- Australian Catholic University's Prize for Poetry competition has launched for 2026
- This year's competition theme is Witness, inspired by a quote from Holocaust Survivor Elie Wiesel
- Emeritus Professor Margot Hillel OAM and Professor Robert H F Carver return to blind-judge the Prize
Entries are now open for Australian Catholic University's annual Prize for Poetry, one of the nation's richest awards for a single poem.
Sponsored by ACU's Deputy Vice-Chancellor (Catholic Mission), this year's ACU Prize for Poetry invites established and emerging poets to submit new and unpublished poetry on the theme of Witness.
The 2026 competition takes inspiration from the powerful words of Nobel laureate and Holocaust survivor Elie Wiesel, engraved at the United States Holocaust Memorial Museum: "For the dead and the living, we must bear witness".
The ACU Prize for Poetry has supported Australian-based poets, writers and artists since 2013.
Local and national poets have competed alongside internationally recognised names such as Judith Beveridge, Mark Tredinnick, Stephen Edgar, Geoff Page, and Anthony Lawrence.
Blind-judged by Emeritus Professor Margot Hillel OAM and Professor Robert H F Carver, the ACU Prize for Poetry offers a total purse of over $20,000, as well as the chance for short-listed poems to be published in the competition anthology.
Professor Hillel said the concept of witness was not new to the history of poetry, and in many ways, defined poetry.
"As the oldest literary form, predating widespread literacy, poetry hax s been used to preserve and pass on history and designate meaning to the world," Professor Hillel said.
"The concept of 'witness' – of giving testimony to the knowledge and observations of experiences, phenomena, and truth – is precisely what poets do.
"While it has nuanced meanings in psychology, philosophy, the law, and religion, it is nevertheless underpinned by a desire to make space for and draw attention to the realities of our world.
"The poet bears witness, but the reader also participates by gaining the knowledge of events and persons.
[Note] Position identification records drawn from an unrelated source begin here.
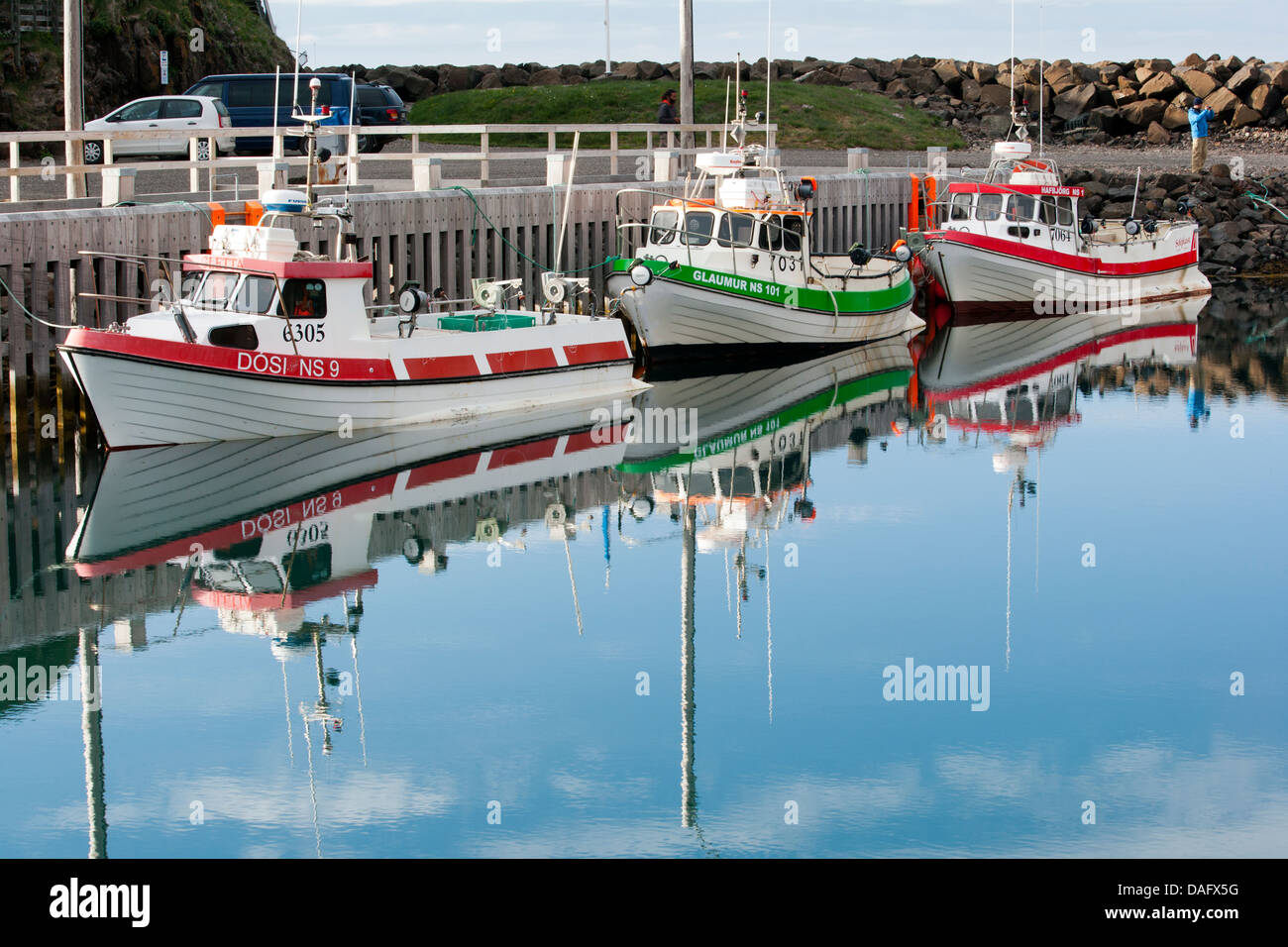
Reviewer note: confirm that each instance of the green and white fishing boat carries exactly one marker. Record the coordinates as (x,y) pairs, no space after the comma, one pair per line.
(730,265)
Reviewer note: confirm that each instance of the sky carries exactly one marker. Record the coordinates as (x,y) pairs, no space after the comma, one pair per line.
(407,33)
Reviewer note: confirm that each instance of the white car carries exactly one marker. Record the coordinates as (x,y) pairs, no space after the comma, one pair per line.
(179,112)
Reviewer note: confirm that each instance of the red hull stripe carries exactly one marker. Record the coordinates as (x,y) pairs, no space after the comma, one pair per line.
(522,454)
(596,352)
(443,367)
(252,364)
(322,368)
(443,471)
(283,269)
(1076,262)
(1046,189)
(294,599)
(523,360)
(1189,333)
(244,530)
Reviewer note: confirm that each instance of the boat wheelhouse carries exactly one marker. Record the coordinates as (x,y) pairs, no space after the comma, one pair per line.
(730,264)
(269,339)
(1019,244)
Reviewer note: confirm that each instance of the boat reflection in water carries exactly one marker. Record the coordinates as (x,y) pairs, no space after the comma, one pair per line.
(1016,384)
(1018,381)
(746,472)
(266,528)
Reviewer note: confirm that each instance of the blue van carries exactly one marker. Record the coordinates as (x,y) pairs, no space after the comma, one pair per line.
(249,98)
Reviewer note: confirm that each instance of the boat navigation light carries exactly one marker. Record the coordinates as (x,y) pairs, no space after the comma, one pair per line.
(640,274)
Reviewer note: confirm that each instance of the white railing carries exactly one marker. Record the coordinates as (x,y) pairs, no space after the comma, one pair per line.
(344,138)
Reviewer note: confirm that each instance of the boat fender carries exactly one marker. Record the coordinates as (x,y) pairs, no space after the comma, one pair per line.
(184,326)
(640,273)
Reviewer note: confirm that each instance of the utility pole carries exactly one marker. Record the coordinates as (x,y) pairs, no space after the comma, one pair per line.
(72,102)
(686,69)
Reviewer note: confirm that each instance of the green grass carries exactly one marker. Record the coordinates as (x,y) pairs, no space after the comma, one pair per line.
(836,118)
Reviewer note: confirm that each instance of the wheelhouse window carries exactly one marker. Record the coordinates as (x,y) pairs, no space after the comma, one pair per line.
(697,227)
(304,299)
(794,231)
(1064,210)
(735,230)
(256,294)
(664,227)
(771,234)
(215,290)
(1019,208)
(988,208)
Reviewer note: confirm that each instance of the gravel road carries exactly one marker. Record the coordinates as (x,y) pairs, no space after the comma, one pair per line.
(387,175)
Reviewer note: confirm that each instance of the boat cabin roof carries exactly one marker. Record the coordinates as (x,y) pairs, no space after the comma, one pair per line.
(958,187)
(283,269)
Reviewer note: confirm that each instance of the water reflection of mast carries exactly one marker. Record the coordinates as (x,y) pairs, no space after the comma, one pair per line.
(91,735)
(688,549)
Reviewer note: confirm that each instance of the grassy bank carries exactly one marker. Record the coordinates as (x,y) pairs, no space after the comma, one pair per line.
(807,116)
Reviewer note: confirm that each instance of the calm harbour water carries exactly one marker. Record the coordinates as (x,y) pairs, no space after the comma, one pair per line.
(540,639)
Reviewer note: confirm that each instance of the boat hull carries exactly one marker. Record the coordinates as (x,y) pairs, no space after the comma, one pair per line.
(141,401)
(990,281)
(677,318)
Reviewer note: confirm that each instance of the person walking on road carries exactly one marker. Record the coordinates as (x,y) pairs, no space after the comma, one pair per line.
(666,108)
(1199,118)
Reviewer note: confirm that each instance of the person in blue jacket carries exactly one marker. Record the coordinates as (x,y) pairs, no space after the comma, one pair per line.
(1199,118)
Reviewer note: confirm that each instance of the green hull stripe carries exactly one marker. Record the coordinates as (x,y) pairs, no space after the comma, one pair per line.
(822,401)
(848,302)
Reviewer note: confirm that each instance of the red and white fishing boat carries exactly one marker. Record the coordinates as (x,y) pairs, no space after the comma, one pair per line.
(1018,245)
(274,341)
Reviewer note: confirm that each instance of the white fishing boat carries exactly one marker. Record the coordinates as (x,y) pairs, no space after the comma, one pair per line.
(730,266)
(274,341)
(1019,380)
(1018,244)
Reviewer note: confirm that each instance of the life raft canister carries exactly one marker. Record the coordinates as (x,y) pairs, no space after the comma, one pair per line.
(914,205)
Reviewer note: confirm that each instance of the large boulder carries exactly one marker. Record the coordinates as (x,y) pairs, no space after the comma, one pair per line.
(1144,112)
(649,69)
(1265,98)
(949,75)
(995,97)
(923,81)
(1160,85)
(1223,103)
(1157,134)
(1199,82)
(549,77)
(819,77)
(1060,78)
(1074,102)
(1244,116)
(1241,81)
(514,75)
(980,72)
(1175,119)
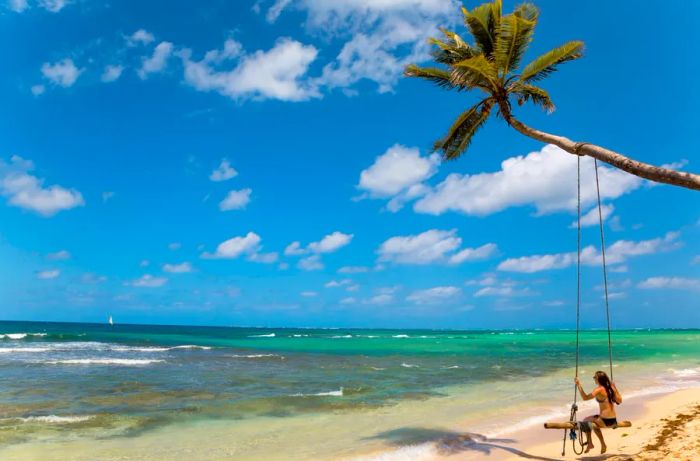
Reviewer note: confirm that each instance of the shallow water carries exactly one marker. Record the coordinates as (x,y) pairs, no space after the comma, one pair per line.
(154,392)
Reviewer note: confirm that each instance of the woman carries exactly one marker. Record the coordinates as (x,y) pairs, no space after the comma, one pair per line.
(607,395)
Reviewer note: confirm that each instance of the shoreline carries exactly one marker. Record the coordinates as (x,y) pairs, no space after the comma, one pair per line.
(659,430)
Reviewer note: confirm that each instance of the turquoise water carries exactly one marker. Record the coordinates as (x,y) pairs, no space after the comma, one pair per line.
(85,380)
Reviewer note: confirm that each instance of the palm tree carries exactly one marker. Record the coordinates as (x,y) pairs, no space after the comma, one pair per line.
(491,65)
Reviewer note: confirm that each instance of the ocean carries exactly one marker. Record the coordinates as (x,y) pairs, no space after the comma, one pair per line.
(146,392)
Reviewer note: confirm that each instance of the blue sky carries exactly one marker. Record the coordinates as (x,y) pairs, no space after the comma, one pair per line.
(264,163)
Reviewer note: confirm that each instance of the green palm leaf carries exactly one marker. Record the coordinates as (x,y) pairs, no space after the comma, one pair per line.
(544,65)
(462,131)
(514,35)
(475,72)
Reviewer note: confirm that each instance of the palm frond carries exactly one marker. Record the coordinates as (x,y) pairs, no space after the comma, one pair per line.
(440,77)
(481,22)
(525,92)
(475,72)
(513,37)
(544,65)
(462,131)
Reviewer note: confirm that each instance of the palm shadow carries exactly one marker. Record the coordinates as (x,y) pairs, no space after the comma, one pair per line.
(450,442)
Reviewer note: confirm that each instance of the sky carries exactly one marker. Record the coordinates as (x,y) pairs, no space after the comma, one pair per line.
(264,163)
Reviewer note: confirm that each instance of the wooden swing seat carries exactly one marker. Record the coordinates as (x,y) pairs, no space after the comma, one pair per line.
(570,425)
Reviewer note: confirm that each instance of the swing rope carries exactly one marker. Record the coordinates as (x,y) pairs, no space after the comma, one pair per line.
(574,406)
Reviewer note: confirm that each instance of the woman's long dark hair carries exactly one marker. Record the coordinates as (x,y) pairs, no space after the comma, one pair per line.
(604,381)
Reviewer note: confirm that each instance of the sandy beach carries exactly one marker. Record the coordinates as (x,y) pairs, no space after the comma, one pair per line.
(665,426)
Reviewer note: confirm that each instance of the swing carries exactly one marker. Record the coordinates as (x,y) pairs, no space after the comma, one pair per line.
(573,425)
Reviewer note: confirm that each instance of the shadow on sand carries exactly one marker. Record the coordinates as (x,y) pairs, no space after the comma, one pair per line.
(450,443)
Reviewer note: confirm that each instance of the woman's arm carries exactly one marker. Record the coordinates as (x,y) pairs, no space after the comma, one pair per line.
(584,396)
(618,396)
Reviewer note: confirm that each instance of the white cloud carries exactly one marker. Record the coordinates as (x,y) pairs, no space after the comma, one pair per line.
(544,179)
(396,171)
(112,73)
(432,246)
(27,191)
(294,249)
(149,281)
(474,254)
(38,90)
(62,73)
(157,61)
(310,263)
(18,5)
(48,274)
(330,243)
(616,253)
(61,255)
(353,269)
(53,6)
(434,295)
(223,172)
(277,73)
(236,246)
(181,268)
(592,218)
(141,36)
(677,283)
(235,200)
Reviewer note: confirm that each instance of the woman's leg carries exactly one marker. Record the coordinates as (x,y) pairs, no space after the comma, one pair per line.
(589,442)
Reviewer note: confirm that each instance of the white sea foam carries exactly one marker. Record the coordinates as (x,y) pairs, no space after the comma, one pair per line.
(20,335)
(53,419)
(105,361)
(10,350)
(338,393)
(254,356)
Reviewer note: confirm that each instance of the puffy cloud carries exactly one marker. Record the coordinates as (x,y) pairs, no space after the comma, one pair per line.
(62,73)
(61,255)
(592,218)
(224,172)
(141,36)
(235,200)
(432,246)
(236,246)
(544,179)
(27,191)
(398,173)
(676,283)
(330,243)
(277,73)
(149,281)
(48,274)
(112,73)
(616,253)
(181,268)
(434,295)
(157,61)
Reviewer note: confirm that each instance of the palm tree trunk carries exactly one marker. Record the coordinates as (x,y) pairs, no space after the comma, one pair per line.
(643,170)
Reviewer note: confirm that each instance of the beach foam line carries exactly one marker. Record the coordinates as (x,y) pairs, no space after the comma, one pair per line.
(120,362)
(53,419)
(20,335)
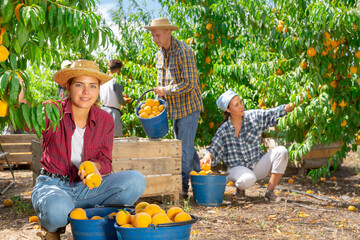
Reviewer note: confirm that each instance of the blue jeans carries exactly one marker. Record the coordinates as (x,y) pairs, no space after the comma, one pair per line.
(53,199)
(185,130)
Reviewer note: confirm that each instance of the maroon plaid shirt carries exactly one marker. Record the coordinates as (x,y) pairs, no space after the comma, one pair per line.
(98,142)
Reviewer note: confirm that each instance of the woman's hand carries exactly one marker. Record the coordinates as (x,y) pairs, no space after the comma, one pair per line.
(82,174)
(206,159)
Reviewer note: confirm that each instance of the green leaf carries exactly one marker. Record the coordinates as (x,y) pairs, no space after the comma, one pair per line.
(26,110)
(4,82)
(34,18)
(14,89)
(12,116)
(6,11)
(21,34)
(13,61)
(34,122)
(50,115)
(17,47)
(40,116)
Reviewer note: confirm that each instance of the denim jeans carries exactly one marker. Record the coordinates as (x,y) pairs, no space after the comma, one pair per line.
(185,130)
(53,198)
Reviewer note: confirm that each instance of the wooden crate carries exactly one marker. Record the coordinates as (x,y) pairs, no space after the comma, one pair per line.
(19,148)
(158,160)
(316,158)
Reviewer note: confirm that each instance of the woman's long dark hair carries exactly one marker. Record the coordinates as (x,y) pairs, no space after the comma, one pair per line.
(226,117)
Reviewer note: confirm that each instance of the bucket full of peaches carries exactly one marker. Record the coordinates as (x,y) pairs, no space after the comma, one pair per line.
(95,223)
(208,187)
(153,117)
(151,222)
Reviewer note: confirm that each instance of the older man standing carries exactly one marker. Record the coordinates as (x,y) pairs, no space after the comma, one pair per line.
(178,83)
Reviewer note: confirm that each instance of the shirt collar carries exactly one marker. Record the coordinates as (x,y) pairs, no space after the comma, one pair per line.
(92,113)
(244,122)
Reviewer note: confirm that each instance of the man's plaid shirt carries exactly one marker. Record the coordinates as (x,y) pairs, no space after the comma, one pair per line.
(245,150)
(177,72)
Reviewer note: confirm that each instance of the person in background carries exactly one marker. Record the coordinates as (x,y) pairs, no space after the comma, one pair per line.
(85,133)
(112,96)
(237,144)
(178,83)
(61,89)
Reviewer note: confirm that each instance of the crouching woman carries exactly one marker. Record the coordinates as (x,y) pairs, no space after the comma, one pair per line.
(237,144)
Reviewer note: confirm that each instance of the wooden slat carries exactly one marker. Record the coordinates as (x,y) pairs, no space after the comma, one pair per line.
(162,185)
(18,147)
(149,166)
(35,164)
(316,163)
(145,148)
(17,138)
(315,154)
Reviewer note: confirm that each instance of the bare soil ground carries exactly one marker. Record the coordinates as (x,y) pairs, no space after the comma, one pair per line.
(297,216)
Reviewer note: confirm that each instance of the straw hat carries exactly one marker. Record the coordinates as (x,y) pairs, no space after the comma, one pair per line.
(161,23)
(80,68)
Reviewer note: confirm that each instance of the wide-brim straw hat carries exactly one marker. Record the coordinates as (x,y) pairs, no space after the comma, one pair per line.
(161,23)
(81,68)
"We look forward to discovering the many different ways this year's entrants have responded to this year's theme of 'witness'."
As Australia awaits the appointment of the first national Poet Laureate in October, Professor Carver said it was possible that a winner of the ACU Prize for Poetry takes the position.
"Over the past thirteen years, thousands of Australian poets have embraced the opportunity to create new works for the ACU Prize for Poetry, adding to the nation's long and vibrant poetic tradition," Professor Carver said.
"Poets new and old have found their voice and won awards; others continue to have their vision and craft affirmed by publication in the anthology. There may even be a Poet Laureate among the submissions.
"Poetry has never had a more vital role to play than it does today. As AI threatens to usurp the powers of speech and reason that set us apart from the rest of creation, the poetic act of making bears witness to the essence of our humanity and our relation to the divine."
Deputy Vice-Chancellor (Catholic Mission) Fr Gerald Gleeson said ACU was proud to continue the Catholic Church's longstanding tradition as patron of the arts.
"The history and life of the Church is deeply intertwined with poetic form and expression, particularly in our liturgy and sacred texts. And the faith of the Church is reflected in numerous masterpieces from Dante's Divine Comedy to Shakespeare's Tragedies to T. S. Eliot and Gerard Manley Hopkins", Fr Gleeson said.
"The ACU Prize for Poetry is proud to support and encourage a new collection of inspiring literary works."
Entries for the ACU Prize for Poetry close 1 July 2026.
Winners will be announced at the official Awards ceremony on 4 November 2026.